26.6.16

Maria Velho da Costa, 78



Maria de Fátima de Bivar Velho da Costa, que conheci como Fátima Bívar bem antes de tudo o que veio a celebrizá-la, nasceu em 26 de Junho de 1938. Andámos por aí, na noite de Lisboa, em grupos improváveis que já se foram esvaziando pelas leis da vida – e do fim da mesma.

Se foi sobretudo a sua colaboração nas célebres Novas Cartas Portuguesas, que escreveu a seis mãos com Isabel Barreno e Teresa Horta e que a trouxeram, com estrondo, para a ribalta da perseguição da PIDE e dos tribunais, ela é para mim, antes de mais e acima de tudo, a grande autora de Maina Mendes (1969) que li de um trago e já reli nem sei quantas vezes. Muitos outros livros vieram, talvez com destaque para Missa in Albis (1988).

Em jeito de homenagem, este trecho sobre «Mulheres e Revolução»:

«Elas fizeram greves de braços caídos. Elas brigaram em casa para ir ao sindicato e à junta. Elas gritaram à vizinha que era fascista. Elas souberam dizer salário igual e creches e cantinas. Elas vieram para a rua de encarnado. Elas foram pedir para ali uma estrada de alcatrão e canos de água. Elas gritaram muito. Elas encheram as ruas de cravos. Elas disseram à mãe e à sogra que isso era dantes. Elas trouxeram alento e sopa aos quartéis e à rua.

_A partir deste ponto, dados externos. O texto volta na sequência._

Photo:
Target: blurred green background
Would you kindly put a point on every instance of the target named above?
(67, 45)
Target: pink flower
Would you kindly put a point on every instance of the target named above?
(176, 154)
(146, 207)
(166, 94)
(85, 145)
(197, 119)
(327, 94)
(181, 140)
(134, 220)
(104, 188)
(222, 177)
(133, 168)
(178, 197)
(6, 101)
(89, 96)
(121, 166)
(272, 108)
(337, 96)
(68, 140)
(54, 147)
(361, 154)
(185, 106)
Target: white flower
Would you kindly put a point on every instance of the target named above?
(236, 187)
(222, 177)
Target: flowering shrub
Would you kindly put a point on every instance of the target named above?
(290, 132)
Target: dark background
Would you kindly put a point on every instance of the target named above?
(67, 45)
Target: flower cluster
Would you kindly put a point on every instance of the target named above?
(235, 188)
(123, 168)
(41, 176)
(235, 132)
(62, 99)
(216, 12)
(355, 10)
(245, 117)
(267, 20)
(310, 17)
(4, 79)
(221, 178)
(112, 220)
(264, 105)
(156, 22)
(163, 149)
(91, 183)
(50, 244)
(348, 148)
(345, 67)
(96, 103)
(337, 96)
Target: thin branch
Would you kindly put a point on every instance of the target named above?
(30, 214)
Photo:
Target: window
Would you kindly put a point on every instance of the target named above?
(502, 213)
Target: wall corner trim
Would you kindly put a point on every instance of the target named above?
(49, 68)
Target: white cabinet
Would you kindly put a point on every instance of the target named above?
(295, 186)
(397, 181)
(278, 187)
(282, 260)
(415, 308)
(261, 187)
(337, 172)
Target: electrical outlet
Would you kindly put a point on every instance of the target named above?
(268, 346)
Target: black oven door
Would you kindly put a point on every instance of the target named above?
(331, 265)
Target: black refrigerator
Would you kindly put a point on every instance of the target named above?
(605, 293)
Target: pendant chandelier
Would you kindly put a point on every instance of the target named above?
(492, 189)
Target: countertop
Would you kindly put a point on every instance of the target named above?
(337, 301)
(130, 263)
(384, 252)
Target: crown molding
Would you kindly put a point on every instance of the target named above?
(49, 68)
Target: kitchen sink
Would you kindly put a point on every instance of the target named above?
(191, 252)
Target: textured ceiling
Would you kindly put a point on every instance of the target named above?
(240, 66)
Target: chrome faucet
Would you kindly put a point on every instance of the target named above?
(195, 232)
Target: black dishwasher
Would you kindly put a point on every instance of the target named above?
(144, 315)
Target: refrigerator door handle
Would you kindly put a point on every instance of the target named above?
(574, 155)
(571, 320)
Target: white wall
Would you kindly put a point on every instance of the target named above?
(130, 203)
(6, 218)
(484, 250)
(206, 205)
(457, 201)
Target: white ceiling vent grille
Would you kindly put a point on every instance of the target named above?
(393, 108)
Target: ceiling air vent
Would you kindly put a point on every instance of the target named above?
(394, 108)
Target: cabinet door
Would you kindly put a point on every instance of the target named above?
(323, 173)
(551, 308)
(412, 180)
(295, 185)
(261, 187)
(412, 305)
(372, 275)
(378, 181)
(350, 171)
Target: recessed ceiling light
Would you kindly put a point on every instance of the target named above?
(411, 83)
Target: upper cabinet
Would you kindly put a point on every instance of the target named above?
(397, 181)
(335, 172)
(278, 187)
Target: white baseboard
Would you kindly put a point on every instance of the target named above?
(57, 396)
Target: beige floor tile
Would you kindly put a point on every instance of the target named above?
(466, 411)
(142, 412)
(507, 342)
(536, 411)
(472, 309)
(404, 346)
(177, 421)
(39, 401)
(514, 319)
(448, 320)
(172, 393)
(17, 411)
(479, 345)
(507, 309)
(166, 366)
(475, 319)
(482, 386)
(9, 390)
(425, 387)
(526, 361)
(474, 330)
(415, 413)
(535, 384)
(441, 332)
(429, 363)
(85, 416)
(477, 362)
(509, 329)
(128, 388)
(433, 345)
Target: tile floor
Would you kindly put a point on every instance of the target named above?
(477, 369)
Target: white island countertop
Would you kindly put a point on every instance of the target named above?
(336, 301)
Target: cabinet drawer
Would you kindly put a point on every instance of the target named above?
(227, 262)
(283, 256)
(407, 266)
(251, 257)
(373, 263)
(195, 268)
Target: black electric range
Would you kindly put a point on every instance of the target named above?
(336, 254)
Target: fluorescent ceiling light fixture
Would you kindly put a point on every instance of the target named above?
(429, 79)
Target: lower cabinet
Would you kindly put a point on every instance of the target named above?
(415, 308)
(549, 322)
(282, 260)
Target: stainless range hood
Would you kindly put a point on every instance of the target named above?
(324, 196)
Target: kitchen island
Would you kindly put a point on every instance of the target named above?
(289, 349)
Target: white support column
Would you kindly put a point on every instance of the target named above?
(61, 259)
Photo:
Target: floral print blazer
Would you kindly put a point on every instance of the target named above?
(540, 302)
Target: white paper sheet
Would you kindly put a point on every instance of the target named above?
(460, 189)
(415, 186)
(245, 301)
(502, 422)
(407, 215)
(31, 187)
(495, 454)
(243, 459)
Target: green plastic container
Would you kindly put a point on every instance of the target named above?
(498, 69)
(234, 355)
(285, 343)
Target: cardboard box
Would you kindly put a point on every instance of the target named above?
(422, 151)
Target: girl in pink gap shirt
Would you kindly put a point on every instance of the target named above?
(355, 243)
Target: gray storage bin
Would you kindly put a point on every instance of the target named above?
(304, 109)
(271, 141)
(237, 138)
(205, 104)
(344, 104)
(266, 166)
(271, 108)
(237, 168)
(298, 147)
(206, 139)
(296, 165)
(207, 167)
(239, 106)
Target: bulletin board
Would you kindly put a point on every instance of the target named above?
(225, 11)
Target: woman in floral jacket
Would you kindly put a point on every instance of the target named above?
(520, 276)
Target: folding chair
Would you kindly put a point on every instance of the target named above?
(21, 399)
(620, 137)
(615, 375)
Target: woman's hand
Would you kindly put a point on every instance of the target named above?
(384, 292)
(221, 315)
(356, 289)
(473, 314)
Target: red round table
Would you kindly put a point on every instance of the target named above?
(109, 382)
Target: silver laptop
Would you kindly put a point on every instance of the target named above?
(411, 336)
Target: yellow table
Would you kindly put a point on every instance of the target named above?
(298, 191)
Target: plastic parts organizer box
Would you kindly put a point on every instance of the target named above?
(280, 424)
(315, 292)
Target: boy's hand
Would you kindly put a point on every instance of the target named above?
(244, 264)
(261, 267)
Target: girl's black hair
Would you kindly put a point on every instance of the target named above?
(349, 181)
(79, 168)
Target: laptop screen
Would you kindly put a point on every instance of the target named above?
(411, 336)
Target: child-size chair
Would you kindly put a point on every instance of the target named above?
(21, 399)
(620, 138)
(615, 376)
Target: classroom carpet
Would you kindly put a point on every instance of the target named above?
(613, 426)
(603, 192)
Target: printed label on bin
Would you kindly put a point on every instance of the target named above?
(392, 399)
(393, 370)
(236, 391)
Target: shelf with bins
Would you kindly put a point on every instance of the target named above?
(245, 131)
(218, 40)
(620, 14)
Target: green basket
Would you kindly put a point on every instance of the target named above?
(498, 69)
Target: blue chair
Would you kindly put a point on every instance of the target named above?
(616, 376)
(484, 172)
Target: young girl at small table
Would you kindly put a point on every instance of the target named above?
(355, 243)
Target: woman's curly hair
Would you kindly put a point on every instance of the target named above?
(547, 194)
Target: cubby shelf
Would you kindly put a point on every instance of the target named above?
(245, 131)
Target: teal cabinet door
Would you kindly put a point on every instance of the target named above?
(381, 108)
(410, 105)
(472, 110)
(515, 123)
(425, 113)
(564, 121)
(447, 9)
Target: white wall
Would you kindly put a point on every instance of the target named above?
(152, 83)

Elas foram para as portas de armas com os filhos ao colo. Elas ouviram falar de uma grande mudança que ia entrar pelas casas. Elas choraram no cais agarradas aos filhos que vinham da guerra. Elas choraram de ver o pai a guerrear com o filho. Elas tiveram medo e foram e não foram. Elas aprenderam a mexer nos livros de contas e nas alfaias das herdades abandonadas. Elas dobraram em quatro um papel que levava dentro uma cruzinha laboriosa. Elas sentaram-se a falar à roda de uma mesa a ver como podia ser sem os patrões. Elas levantaram o braço nas grandes assembleias. Elas costuraram bandeiras e bordaram a fio amarelo pequenas foices e martelos. Elas disseram à mãe, segure-me aqui nos cachopos, senhora, que a gente vai de camioneta a Lisboa dizer-lhes como é. Elas vieram dos arrabaldes com o fogão à cabeça ocupar uma parte de casa fechada. Elas estenderam roupas a cantar, com as armas que temos na mão. Elas diziam tu às pessoas com estudos e aos outros homens. Elas iam e não sabiam para aonde, mas que iam. Elas acendem o lume. Elas cortam o pão e aquecem o café esfriado. São elas que acordam pela manhã as bestas, os homens e as crianças adormecidas.»

Maria Velho da Costa, Cravo, Moraes Editores, 1976.